Time |
Nickname |
Message |
00:16
🔗
|
omf_ |
Okay so far I got it from 8033 domains to 3735 |
00:16
🔗
|
omf_ |
I expect a few hundred more to fall off before I am done |
00:45
🔗
|
omf_ |
alard, I am going to look into setting up a warror server myself at a later date. I want to collect stats data that can we can publish as CC0 so there is more research out there |
00:46
🔗
|
alard |
omf_: Excellent. |
00:48
🔗
|
omf_ |
I have been a web developer for 17 years now and we only recently had large scale open data |
00:48
🔗
|
omf_ |
google, yahoo, craigslist |
00:48
🔗
|
omf_ |
they all started giving bits out |
00:49
🔗
|
omf_ |
that lead to others and more community projects. I just see the next logical step being stats from millions of pages at a time |
00:49
🔗
|
omf_ |
so more of the higher scalability end so beginners have something to learn from |
10:51
🔗
|
alard |
omf_: Let's continue here. |
10:51
🔗
|
omf_ |
The links between all these sites and inside these sites is a mess |
10:52
🔗
|
omf_ |
a full premap would make this process easy but with no way knowing when shit is turned off, we do not have that kind of time |
10:52
🔗
|
alard |
The universal-tracker system works best if you can split your task into small, but not too small subtasks. |
10:53
🔗
|
alard |
But you have a small number of very large sites, is that correct? |
10:53
🔗
|
omf_ |
looks that way |
10:54
🔗
|
omf_ |
planetquake, the forums and a few others |
10:54
🔗
|
omf_ |
I am still trying to figure out why the few attempted made completed without getting nearly everything |
10:55
🔗
|
omf_ |
take this url for instance |
10:55
🔗
|
omf_ |
http://planetquake.gamespy.com/View.php?view=POTD.Detail&id=4222 |
10:55
🔗
|
omf_ |
now all I have to do is minus one the number on the end and I got the previous page |
10:56
🔗
|
omf_ |
there is also a list page with 167 pages of results |
10:56
🔗
|
omf_ |
and yet wget got none of it |
10:56
🔗
|
omf_ |
part of that I know is the cross domain image fetching bs |
10:56
🔗
|
omf_ |
How do we bake that in |
10:57
🔗
|
omf_ |
all images have this kind of url http://pnmedia.gamespy.com/planetquake.gamespy.com/fms/images/potd/4199/1323262539_fullres.jpg |
11:00
🔗
|
alard |
That depends on your Wget parameters, probably. |
11:00
🔗
|
omf_ |
Yeah I figure out what they need to be |
11:00
🔗
|
omf_ |
I will have a few people test it |
11:01
🔗
|
alard |
Is there a list of the sites you want to save on the wiki? |
11:02
🔗
|
omf_ |
I don't have permission to create a wiki page to post it. |
11:02
🔗
|
alard |
You don't have an account? |
11:03
🔗
|
omf_ |
I have an account it just cannot create pages |
11:03
🔗
|
omf_ |
just update and edit |
11:03
🔗
|
omf_ |
never really had the need |
11:03
🔗
|
alard |
That's weird.
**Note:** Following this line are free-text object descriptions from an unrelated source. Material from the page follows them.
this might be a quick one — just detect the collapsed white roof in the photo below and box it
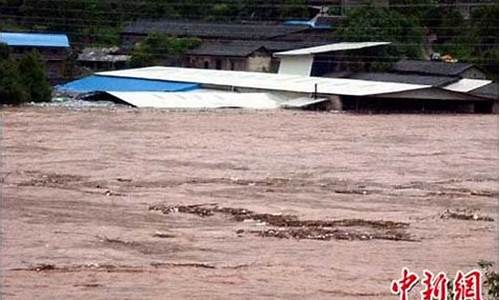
[274,42,391,56]
[102,91,330,109]
[107,91,281,109]
[99,66,429,97]
[444,78,492,93]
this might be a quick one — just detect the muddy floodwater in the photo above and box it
[1,107,498,299]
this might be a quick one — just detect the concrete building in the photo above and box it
[0,32,70,83]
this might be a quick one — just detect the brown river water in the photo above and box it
[1,107,498,299]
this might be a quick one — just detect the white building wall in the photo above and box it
[278,55,314,76]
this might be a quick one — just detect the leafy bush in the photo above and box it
[0,45,52,105]
[0,59,29,105]
[18,51,52,103]
[336,7,425,60]
[130,33,201,67]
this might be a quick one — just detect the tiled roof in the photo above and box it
[187,40,323,57]
[393,60,477,76]
[123,20,309,40]
[347,72,460,87]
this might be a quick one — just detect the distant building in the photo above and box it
[121,20,311,49]
[0,32,70,83]
[120,20,336,73]
[77,47,131,71]
[185,40,323,72]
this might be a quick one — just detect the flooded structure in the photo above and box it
[63,65,494,113]
[0,32,70,83]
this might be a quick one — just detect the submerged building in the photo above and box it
[59,65,496,113]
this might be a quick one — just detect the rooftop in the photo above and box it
[0,32,70,48]
[393,60,477,76]
[98,66,430,97]
[123,20,309,40]
[347,72,460,87]
[187,40,323,57]
[470,83,498,99]
[444,78,493,93]
[57,75,199,93]
[77,47,131,63]
[274,42,391,56]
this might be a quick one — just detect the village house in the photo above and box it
[0,32,70,83]
[120,19,335,73]
[184,40,324,72]
[120,20,312,48]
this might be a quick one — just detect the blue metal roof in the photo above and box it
[57,75,200,93]
[283,20,331,29]
[0,32,70,48]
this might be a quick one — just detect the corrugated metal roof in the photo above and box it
[274,42,391,56]
[105,91,281,109]
[0,32,70,48]
[57,75,200,93]
[443,79,492,93]
[98,66,429,97]
[280,97,330,108]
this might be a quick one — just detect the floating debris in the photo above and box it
[150,262,216,269]
[19,172,84,188]
[150,203,414,242]
[440,209,494,222]
[249,228,415,242]
[152,231,176,239]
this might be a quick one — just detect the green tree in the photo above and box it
[0,43,10,61]
[17,51,52,103]
[0,59,29,105]
[390,0,438,19]
[433,5,498,77]
[336,7,425,60]
[280,0,308,19]
[130,33,201,67]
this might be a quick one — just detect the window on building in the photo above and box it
[204,61,209,69]
[215,59,222,70]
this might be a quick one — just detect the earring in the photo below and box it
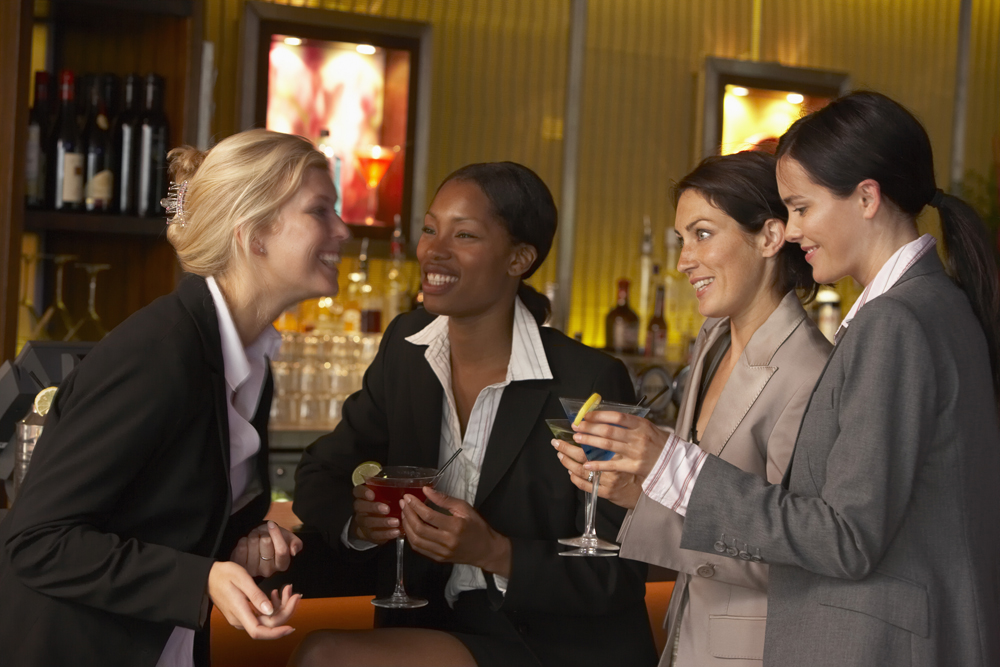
[256,244,267,256]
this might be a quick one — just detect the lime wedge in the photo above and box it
[573,392,602,427]
[33,386,58,417]
[352,461,382,486]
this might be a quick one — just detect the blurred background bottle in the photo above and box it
[83,74,114,213]
[637,214,653,348]
[384,214,407,327]
[25,71,50,209]
[645,283,667,359]
[605,278,639,354]
[52,69,84,211]
[137,73,169,217]
[113,73,142,215]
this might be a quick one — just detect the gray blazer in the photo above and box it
[618,292,831,666]
[680,252,1000,666]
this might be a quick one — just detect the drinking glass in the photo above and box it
[553,398,650,557]
[33,254,78,340]
[355,145,399,226]
[65,263,110,340]
[366,465,438,609]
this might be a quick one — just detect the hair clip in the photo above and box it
[161,180,189,225]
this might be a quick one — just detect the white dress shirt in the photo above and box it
[342,298,553,606]
[156,276,281,667]
[642,234,938,516]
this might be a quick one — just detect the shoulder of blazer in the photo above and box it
[538,325,626,383]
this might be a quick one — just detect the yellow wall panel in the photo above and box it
[203,0,1000,350]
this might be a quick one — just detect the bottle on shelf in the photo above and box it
[637,214,653,347]
[113,73,142,215]
[645,282,668,359]
[384,213,407,327]
[137,73,169,217]
[51,69,85,212]
[605,278,639,355]
[316,129,343,217]
[82,75,114,213]
[25,71,50,209]
[341,249,363,335]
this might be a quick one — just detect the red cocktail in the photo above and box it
[364,466,437,609]
[354,145,399,226]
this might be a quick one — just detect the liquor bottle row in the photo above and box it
[25,70,170,216]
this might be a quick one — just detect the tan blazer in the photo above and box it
[617,292,831,666]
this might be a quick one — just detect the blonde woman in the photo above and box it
[0,129,350,667]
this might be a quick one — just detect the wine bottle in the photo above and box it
[82,75,114,212]
[113,74,141,214]
[52,70,84,211]
[645,284,668,359]
[137,73,169,217]
[358,238,383,334]
[384,214,408,326]
[605,278,639,354]
[25,71,50,209]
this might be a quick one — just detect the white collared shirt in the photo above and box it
[342,297,553,606]
[641,234,938,517]
[157,276,282,667]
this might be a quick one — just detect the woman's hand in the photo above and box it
[208,562,301,640]
[401,487,512,578]
[350,483,400,545]
[230,520,303,578]
[552,439,643,509]
[570,411,671,481]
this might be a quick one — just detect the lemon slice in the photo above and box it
[352,461,382,486]
[573,392,602,427]
[33,386,58,417]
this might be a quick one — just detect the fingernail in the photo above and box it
[557,452,564,461]
[261,602,274,615]
[388,518,399,526]
[379,504,389,514]
[268,521,276,529]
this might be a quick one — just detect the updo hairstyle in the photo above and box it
[438,162,558,325]
[673,150,819,302]
[165,129,329,277]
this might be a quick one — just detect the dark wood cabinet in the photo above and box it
[0,0,204,361]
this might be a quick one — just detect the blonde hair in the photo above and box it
[166,129,329,281]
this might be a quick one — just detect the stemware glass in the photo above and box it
[32,254,78,341]
[354,145,399,226]
[65,263,110,341]
[553,398,650,557]
[366,465,438,609]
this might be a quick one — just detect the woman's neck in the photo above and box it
[854,220,920,288]
[215,273,279,347]
[447,301,516,371]
[727,286,785,360]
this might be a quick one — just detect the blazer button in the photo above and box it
[696,564,715,578]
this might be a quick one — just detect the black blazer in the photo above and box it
[0,274,272,667]
[295,308,658,667]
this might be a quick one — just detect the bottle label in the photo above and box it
[62,152,84,203]
[87,169,114,204]
[613,320,639,352]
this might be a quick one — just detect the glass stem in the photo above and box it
[392,536,408,598]
[583,471,601,538]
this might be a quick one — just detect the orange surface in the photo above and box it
[210,581,674,667]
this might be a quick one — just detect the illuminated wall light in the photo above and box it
[283,37,302,47]
[787,93,804,104]
[731,86,749,97]
[356,44,377,55]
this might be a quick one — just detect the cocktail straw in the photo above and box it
[431,447,463,484]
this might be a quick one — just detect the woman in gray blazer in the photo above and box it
[556,150,831,666]
[571,92,1000,667]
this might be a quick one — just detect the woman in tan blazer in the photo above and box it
[555,150,831,666]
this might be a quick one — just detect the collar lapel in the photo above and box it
[701,294,806,459]
[473,383,548,508]
[403,350,446,468]
[676,319,728,440]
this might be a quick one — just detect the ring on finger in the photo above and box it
[260,555,273,561]
[587,471,595,482]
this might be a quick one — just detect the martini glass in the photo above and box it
[366,465,438,609]
[553,398,650,557]
[355,145,399,226]
[65,263,110,340]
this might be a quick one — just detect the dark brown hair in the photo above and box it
[673,150,819,302]
[777,91,1000,395]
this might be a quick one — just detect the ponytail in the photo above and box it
[517,281,551,326]
[935,193,1000,395]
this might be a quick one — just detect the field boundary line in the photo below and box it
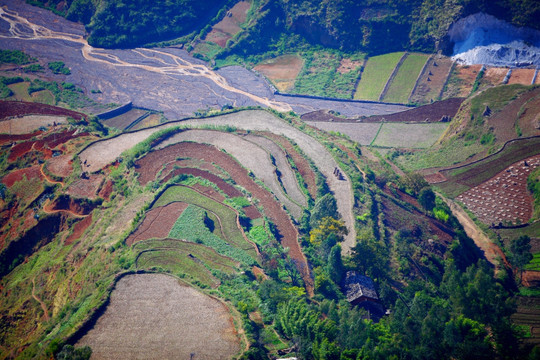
[369,123,384,146]
[351,58,367,99]
[379,52,408,102]
[439,61,456,99]
[440,135,540,175]
[408,55,432,103]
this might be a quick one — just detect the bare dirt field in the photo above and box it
[507,69,536,85]
[443,64,482,98]
[205,1,251,47]
[488,87,540,143]
[518,92,540,137]
[0,115,67,134]
[456,155,540,226]
[244,134,308,207]
[66,174,104,200]
[410,56,453,104]
[76,273,240,360]
[2,165,43,187]
[126,202,189,245]
[483,67,507,86]
[65,214,93,245]
[45,154,73,179]
[0,101,87,121]
[254,55,304,92]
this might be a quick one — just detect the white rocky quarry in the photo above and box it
[450,13,540,67]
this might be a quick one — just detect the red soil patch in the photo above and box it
[164,168,242,198]
[66,174,104,200]
[98,179,113,201]
[523,271,540,287]
[45,195,96,216]
[2,166,43,187]
[508,69,536,85]
[142,142,313,295]
[7,129,89,161]
[243,205,262,220]
[0,101,88,121]
[483,67,507,85]
[0,130,42,145]
[259,132,317,200]
[45,154,72,179]
[456,155,540,226]
[455,64,483,97]
[126,202,189,246]
[65,213,93,245]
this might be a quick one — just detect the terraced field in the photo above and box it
[76,274,241,360]
[371,123,449,148]
[382,53,429,104]
[354,52,404,101]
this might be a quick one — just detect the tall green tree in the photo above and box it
[509,235,533,282]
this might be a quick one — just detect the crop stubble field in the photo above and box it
[76,274,240,360]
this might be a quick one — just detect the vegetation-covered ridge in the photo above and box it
[28,0,540,54]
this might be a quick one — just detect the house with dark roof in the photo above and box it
[343,271,385,320]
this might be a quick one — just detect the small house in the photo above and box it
[343,271,385,320]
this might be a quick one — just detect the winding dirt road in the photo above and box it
[441,195,509,269]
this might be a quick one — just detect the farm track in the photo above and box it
[439,195,509,269]
[31,277,49,321]
[80,110,356,252]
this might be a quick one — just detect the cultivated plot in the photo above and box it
[371,123,449,148]
[76,274,240,360]
[354,52,404,101]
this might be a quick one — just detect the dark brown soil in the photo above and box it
[126,202,189,246]
[45,195,95,216]
[0,101,88,121]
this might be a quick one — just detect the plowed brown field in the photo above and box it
[126,202,189,245]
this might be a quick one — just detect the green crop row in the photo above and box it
[354,52,404,101]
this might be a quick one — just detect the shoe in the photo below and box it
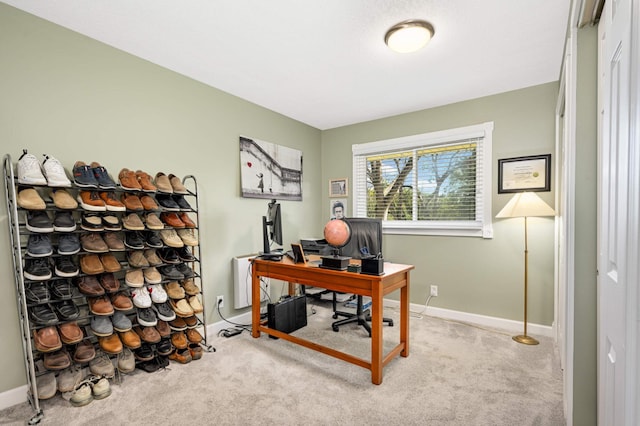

Should I create a page that you can then edit? |
11:03
🔗
|
alard |
Since I have the impression that you're trying to save a lot of very different sites. |
11:04
🔗
|
omf_ |
basically everything under 1up, gamespy, ugo and ign |
11:04
🔗
|
omf_ |
it is all getting turned off |
11:04
🔗
|
alard |
What do I call the page? |
11:05
🔗
|
alard |
http://archiveteam.org/index.php?title=IGN |
11:06
🔗
|
omf_ |
we called the chat room ispygames |
11:06
🔗
|
alard |
Ah. |